Detection of signaling mechanisms from cellular responses to multiple cues

TL;DR

This paper introduces a systematic inverse modeling approach to deduce minimal signaling networks from cellular responses to multiple cues, especially when responses are antagonistic, aiding understanding of complex cell signaling mechanisms.

Contribution

It presents a novel method to infer minimal, interpretable signaling mechanisms from cell-level data, focusing on antagonistic responses to multiple cues.

Findings

Identified minimal signaling mechanisms explaining antagonistic responses.
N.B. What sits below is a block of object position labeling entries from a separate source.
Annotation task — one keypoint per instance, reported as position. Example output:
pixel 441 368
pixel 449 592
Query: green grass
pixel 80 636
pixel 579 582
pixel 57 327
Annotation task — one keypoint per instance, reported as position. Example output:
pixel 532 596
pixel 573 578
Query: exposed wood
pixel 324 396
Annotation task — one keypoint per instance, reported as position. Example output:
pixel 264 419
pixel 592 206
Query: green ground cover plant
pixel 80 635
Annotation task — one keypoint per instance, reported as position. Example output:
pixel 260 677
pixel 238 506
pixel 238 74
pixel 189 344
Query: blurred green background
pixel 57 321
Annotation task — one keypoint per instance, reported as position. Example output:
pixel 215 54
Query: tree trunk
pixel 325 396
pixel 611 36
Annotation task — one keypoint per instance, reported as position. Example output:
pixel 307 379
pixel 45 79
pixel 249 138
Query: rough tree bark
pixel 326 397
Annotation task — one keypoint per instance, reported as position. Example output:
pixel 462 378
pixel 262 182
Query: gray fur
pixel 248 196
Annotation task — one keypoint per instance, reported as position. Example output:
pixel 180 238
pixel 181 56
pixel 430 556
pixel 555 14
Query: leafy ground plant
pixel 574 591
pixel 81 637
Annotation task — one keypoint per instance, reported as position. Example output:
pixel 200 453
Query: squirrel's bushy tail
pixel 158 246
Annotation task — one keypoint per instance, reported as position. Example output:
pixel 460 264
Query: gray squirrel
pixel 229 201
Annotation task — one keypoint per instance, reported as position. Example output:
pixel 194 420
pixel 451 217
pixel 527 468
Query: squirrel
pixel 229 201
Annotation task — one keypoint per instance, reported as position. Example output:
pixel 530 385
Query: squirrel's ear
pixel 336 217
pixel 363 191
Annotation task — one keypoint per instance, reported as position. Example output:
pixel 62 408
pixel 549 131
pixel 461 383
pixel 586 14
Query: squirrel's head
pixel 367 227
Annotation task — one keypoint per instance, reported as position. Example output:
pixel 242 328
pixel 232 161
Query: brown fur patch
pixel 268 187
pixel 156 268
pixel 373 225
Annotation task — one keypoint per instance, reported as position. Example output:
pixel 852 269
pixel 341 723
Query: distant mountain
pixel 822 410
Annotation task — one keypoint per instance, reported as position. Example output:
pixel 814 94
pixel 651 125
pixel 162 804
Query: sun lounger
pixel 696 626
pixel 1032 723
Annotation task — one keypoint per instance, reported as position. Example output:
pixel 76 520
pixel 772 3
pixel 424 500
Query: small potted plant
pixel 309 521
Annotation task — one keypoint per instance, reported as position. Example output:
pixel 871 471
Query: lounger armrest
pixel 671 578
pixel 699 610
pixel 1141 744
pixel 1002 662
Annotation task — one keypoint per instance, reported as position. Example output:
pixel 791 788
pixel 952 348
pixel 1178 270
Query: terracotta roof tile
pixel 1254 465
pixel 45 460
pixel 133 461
Developed a systematic approach for deducing molecular networks from experimental data.

Demonstrated the method's effectiveness in simplifying complex signaling networks.

Abstract

Cell signaling networks are complex and often incompletely characterized, making it difficult to obtain a comprehensive picture of the mechanisms they encode. Mathematical modeling of these networks provides important clues, but the models themselves are often complex, and it is not always clear how to extract falsifiable predictions. Here we take an inverse approach, using experimental data at the cell level to {deduce} the minimal signaling network. We focus on cells' response to multiple cues, specifically on the surprising case in which the response is antagonistic: the response to multiple cues is weaker than the response to the individual cues. We systematically build candidate signaling networks one node at a time, using the ubiquitous ingredients of (i) up- or down-regulation, (ii) molecular conversion, or (iii) reversible binding. In each case, our method reveals a minimal, interpretable signaling mechanism that explains the antagonistic response. Our work provides a systematic way to {deduce} molecular mechanisms from cell-level data.